なので、撮影直前には私の心も病んでしまいそうでしたが、だからこそ、遥の気持ちを少しでもわかることができたと思います。学校の会議室で彼の両親たちと話し合うシーンがありますが、誰も遥の気持ちを理解してくれない。自分で観ていて、何回観ても泣きそうにました。

潤子ちゃんとの浜辺のラストシーンでは、私にも自覚が芽生えたというか、「ここに命があるんだな」という実感が湧きました。

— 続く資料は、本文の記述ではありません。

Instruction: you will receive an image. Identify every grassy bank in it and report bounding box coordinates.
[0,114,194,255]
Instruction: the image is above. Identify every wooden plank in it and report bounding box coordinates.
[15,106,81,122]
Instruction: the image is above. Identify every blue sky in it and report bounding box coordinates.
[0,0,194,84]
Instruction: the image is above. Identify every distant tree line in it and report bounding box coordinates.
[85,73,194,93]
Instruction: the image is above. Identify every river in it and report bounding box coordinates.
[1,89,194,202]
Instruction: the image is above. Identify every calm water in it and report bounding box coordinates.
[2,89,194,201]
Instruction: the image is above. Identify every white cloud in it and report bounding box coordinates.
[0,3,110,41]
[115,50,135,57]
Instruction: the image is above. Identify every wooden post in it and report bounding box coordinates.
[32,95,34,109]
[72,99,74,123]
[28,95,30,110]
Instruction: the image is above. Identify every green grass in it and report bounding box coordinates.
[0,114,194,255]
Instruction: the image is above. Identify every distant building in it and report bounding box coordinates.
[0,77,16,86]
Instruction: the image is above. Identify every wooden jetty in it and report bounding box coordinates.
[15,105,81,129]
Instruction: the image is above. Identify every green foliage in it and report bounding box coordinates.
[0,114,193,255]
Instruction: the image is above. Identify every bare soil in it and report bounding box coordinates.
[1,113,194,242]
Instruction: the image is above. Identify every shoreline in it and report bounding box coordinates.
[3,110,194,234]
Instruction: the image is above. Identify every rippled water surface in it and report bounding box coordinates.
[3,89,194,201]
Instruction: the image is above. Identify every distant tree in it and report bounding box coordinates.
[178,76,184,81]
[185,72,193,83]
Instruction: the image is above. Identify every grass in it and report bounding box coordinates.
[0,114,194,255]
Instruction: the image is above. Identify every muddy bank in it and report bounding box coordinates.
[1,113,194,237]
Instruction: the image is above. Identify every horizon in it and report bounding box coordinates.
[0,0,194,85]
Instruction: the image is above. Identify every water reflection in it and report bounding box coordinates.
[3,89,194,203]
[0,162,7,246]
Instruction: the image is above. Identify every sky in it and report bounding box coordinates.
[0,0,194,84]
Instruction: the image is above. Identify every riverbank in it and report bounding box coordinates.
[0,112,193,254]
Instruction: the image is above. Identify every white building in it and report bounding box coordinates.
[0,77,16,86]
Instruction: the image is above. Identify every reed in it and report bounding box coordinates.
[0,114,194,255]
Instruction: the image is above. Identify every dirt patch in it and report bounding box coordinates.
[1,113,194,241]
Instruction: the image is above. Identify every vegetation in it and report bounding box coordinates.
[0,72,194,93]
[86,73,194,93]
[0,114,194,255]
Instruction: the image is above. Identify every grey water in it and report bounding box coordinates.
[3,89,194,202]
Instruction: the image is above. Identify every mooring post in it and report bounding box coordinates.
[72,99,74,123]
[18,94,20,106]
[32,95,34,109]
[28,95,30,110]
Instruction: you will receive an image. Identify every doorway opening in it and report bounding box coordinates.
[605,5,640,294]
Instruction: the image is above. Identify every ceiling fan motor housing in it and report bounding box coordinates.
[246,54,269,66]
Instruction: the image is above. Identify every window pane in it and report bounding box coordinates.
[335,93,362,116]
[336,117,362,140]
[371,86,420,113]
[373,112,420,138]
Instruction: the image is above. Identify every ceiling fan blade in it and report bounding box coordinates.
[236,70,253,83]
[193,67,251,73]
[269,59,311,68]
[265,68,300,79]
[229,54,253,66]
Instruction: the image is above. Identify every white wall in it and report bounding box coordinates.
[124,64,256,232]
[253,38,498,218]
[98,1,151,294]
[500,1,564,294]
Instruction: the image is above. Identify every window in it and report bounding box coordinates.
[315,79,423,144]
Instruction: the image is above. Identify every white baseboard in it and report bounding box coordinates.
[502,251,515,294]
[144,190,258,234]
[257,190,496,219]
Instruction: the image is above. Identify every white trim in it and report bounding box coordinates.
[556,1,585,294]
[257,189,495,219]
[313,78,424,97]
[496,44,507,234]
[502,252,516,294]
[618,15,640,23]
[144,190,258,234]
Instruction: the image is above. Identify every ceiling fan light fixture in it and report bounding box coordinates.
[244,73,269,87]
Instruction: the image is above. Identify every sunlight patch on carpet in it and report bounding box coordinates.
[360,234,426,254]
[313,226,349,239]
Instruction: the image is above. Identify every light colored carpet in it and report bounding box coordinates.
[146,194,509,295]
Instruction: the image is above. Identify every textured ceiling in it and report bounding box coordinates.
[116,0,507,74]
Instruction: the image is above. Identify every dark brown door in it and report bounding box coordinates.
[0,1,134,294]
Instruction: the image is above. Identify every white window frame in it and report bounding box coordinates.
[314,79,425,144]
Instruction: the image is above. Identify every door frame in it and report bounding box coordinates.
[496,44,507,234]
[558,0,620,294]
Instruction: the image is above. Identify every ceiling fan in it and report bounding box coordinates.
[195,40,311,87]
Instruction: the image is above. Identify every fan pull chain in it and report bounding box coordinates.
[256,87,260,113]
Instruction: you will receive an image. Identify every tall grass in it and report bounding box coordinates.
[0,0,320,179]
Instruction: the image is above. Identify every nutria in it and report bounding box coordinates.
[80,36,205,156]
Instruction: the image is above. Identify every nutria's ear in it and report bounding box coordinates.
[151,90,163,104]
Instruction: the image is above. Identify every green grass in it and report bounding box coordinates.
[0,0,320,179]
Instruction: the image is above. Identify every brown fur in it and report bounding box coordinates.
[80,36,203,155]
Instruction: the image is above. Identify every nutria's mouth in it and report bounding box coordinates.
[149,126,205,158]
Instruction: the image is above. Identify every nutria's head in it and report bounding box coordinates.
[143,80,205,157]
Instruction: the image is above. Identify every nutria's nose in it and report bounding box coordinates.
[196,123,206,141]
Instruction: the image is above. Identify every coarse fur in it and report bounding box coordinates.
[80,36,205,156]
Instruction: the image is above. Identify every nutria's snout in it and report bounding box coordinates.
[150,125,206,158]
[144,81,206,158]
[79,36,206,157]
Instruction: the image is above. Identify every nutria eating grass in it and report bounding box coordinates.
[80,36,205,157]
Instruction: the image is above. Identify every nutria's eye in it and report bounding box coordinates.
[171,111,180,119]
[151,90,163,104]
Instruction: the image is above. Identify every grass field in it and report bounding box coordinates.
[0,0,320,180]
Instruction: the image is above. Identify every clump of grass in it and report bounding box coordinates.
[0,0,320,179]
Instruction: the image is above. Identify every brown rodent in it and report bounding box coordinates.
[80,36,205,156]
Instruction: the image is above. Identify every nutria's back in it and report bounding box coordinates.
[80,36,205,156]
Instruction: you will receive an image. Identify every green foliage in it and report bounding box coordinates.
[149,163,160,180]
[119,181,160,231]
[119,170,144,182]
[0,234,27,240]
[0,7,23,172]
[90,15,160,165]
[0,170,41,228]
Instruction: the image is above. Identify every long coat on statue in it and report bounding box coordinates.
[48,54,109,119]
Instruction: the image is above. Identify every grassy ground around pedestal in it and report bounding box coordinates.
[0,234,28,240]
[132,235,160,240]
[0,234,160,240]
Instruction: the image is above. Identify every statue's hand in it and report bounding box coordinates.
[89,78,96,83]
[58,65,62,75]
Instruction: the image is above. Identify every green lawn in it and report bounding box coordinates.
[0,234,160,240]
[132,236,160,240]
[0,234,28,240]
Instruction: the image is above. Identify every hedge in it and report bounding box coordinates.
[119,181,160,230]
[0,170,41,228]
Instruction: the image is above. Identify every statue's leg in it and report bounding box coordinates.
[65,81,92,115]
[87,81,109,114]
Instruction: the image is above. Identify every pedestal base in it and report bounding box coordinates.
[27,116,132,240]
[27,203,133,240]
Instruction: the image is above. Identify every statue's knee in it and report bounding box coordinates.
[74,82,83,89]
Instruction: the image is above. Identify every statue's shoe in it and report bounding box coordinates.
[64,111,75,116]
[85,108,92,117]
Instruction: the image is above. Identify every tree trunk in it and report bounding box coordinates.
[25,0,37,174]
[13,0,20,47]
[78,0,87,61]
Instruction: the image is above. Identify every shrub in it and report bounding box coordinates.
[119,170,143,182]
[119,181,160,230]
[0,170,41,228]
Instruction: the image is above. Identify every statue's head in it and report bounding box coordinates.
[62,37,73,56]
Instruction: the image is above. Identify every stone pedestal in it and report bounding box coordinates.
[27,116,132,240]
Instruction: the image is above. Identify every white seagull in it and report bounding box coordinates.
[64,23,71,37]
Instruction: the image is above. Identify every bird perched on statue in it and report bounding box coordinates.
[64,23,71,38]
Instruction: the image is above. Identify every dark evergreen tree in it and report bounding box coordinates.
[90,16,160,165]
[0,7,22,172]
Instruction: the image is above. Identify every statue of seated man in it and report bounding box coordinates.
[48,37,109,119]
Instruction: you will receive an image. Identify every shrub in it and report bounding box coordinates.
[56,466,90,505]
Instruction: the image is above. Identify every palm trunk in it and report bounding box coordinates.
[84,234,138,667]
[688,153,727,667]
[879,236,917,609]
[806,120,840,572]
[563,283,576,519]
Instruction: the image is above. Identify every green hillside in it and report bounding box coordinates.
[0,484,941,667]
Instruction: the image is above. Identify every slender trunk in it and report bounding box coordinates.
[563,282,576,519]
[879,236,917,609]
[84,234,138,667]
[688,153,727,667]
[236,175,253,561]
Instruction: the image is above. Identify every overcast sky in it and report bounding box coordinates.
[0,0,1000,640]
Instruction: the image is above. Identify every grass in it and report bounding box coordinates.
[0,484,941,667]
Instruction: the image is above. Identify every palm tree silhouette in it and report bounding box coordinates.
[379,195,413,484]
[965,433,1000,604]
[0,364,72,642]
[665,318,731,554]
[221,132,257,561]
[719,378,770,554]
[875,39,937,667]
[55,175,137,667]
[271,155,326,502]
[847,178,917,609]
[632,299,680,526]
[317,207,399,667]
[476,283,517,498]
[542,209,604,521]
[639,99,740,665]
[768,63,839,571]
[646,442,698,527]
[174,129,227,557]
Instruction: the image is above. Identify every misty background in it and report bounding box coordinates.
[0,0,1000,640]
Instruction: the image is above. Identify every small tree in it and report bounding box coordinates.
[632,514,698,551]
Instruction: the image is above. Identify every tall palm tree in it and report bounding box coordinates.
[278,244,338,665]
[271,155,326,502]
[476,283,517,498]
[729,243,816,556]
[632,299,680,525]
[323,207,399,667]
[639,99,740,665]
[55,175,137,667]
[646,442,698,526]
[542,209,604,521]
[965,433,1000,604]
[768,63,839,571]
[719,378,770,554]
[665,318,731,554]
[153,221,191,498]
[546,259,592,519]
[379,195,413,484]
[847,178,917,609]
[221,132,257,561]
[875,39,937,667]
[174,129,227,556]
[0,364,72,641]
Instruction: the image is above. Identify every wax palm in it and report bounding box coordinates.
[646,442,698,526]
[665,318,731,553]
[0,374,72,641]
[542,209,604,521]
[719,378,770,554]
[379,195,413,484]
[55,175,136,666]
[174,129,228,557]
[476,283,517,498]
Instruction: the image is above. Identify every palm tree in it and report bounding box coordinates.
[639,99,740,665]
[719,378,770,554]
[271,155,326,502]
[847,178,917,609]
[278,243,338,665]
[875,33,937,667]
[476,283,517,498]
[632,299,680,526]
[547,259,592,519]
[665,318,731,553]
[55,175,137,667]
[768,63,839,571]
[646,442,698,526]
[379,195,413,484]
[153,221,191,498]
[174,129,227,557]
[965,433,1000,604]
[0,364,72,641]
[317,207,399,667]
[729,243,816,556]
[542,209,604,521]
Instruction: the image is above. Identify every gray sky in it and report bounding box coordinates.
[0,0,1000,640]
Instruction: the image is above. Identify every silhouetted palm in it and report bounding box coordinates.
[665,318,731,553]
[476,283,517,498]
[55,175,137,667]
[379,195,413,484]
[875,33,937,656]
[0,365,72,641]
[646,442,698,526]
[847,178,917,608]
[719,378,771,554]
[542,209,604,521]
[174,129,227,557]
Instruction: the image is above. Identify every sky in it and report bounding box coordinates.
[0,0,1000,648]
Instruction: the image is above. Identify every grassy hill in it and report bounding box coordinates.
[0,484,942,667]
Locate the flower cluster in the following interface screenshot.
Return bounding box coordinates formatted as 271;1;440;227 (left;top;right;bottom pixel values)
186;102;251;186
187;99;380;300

養子に託すかもしれないし、自分で育てるかもしれない。どちらにせよ、「この赤ちゃんのために強くなろう」と、遥も私自身もそう思えました。撮影をするなかで、遥と私と、一緒に強くなれたんじゃないかと思います。

養子・養親当事者との対話を経て得たもの

―潤子役の澁谷麻美さん、遥に寄り添うなかで、潤子の生い立ちも明かされますね。撮影の前には当事者の方とお会いしたそうですね?

澁谷麻美さん 小澤監督からのご紹介で、養子として育って大人になった女性にお会いしてお話しをさせていただきました。すごく素敵で面白い方でした。

小さい頃、十代の頃、大学時代、そして現在のご自分のことを聞かせていただきました。多くの方と同じように人生を歩まれていますが、時折、葛藤があることもお話ししてくださいました。そんな当事者の方の率直な言葉をお聞きできたのはありがたかったです。

また、養子縁組で育てのお母さんになられた方にもお会いしました。ちょっと私の母に似ているな、と親しみが湧きました。どちらの当事者の方も、ご家族の話をなさるときに、とても自然でしたので、血縁はないのかもしれないけれど、家族というのは日々の積み重ねが作るのだな、という実感を得ました。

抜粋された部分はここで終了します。